Cette étude pilote a réuni cinquante deux volontaires (fumeurs de cannabis réguliers et abstinents ne fumant ni cannabis, ni tabac) recrutés pour passer un électrorétinogramme. Ces volontaires avaient au préalable ils répondu à un questionnaire sur leurs habitudes de consommation. Ils avaient aussi accepté un test urinaire pour vérifier qu’ils n’étaient pas positifs à d’autres substances psychotropes.

Vingt joints par semaine

En moyenne, les consommateurs de cannabis fumaient depuis six ans, une vingtaine de joints par semaine. Aucun n’était sous l’effet du cannabis lors du passage du test. «Chez les consommateurs réguliers, nous avons mesuré un retard de traitement de l’information par leur rétine, a expliqué le Dr Vincent Laprévote au Figaro. En revanche, il n’y avait pas de baisse d’amplitude de ce signal.» Traduire : les personnes qui fument régulièrement du cannabis reçoivent le même signal rétinien que les non-fumeurs. Mais elles le captent au bout de 98.6 millisecondes, contre 88.4 millisecondes pour les personnes abstinentes.

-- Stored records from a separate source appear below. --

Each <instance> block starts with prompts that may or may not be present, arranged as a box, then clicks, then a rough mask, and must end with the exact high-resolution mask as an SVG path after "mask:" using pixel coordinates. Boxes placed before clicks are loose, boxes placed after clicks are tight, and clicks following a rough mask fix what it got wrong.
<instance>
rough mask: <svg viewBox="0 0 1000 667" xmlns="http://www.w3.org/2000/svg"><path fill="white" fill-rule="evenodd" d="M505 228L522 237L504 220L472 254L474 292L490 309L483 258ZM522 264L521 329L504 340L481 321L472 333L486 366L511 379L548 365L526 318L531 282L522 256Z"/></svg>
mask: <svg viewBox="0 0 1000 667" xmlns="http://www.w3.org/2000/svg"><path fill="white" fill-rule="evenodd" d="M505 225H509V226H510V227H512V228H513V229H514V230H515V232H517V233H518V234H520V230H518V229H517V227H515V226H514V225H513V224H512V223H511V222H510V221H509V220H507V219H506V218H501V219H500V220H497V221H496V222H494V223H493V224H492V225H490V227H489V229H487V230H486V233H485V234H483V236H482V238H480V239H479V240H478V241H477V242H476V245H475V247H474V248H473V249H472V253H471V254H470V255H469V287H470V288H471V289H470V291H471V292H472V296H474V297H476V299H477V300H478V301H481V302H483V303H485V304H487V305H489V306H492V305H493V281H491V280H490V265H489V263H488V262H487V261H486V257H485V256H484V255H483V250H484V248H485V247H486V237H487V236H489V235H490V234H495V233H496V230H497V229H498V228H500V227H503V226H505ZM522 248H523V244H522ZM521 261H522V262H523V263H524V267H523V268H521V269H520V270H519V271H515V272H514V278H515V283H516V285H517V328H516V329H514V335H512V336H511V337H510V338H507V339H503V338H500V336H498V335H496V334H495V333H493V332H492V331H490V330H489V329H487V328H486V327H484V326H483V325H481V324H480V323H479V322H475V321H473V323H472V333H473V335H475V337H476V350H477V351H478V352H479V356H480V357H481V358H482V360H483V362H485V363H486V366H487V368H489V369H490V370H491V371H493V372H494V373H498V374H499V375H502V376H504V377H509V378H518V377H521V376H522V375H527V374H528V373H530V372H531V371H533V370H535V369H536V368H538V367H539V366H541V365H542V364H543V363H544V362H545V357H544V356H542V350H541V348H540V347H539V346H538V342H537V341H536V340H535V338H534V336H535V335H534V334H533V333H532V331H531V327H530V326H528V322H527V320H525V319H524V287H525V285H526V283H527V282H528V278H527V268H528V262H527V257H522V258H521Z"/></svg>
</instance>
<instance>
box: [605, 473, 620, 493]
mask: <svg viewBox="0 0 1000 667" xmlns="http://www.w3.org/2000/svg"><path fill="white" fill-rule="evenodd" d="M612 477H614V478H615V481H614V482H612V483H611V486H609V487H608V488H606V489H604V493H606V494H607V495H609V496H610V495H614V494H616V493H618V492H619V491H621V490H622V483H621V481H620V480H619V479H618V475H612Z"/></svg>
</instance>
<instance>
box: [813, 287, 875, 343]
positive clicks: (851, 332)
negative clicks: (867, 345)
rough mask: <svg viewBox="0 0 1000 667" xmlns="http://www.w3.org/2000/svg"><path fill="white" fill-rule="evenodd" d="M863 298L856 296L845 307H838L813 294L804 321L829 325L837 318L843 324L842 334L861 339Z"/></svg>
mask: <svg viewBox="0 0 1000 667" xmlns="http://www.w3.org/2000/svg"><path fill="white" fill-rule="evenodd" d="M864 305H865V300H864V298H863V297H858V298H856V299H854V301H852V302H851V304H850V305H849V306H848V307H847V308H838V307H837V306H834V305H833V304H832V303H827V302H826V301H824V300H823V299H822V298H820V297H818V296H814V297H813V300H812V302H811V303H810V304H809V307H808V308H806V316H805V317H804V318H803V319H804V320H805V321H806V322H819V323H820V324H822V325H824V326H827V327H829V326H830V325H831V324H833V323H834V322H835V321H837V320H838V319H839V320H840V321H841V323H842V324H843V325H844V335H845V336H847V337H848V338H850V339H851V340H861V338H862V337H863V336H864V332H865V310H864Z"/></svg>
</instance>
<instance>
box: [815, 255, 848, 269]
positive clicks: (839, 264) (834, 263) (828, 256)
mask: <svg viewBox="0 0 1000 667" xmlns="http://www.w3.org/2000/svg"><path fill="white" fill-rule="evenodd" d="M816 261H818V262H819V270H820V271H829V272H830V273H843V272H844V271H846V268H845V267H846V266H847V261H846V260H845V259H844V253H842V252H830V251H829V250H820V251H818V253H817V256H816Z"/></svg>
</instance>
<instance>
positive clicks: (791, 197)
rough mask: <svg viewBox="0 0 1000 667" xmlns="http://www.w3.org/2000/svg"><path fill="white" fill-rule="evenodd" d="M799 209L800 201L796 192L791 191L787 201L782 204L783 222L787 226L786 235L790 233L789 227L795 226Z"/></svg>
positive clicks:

Pourquoi, dira-t-on, se pencher sur la fonction visuelle quand on s’intéresse au cannabis ? Tout simplement parce que la vision est une fenêtre ouverte sur la machinerie cérébrale – et la rétine une forme d’extension neuronale. Et aussi parce que les effets du cannabis avaient déjà été démontrés sur des rétines de souris : « Cannabinoids modulate spontaneous synaptic activity in retinal ganglion cells ».

Réversible ou pas ?

« Il nous reste à définir si ce ralentissement a des conséquences sur le comportement des usagers, et si ces derniers ressentent qu’ils sont plus lents », prévient le Dr Vincent Laprévote. L’enjeu n’est pas mince : 10 millisecondes de retard à réagir, c’est près de 3 mètres parcourus par une voiture roulant à 100 km/h. Il faudra aussi savoir si cette effet est ou non réversible à l’arrêt de l’intoxication.

Et quid du tabac puisque vingt-et-un des vingt-huit consommateurs de cannabis étaient également des tabagiques ? Pour le Dr Laprévote il semble «peu vraisemblable d’affirmer que le facteur tabac puisse faire varier le temps de réaction de la rétine à la lumière.» Il n’y a pas «d’études qui viennent démontrer l’impact du tabac sur la vitesse de traitement de l’information de la rétine.»  Prochaine étape : une étude sur la persistance des effets rétiniens chez trente personnes qui sont en passe d’arrêter le cannabis. Des résultats qui alimenteront d’autres passions.

A demain

1 Cette étude fait partie d’un programme de recherche, «Causa Map», dirigé par l’équipe du CHRU de Nancy, financé par l’Agence Nationale de la Recherche (ANR) et la Mission Interministérielle de Lutte contre les Drogues et les conduites addictives (MILDECA).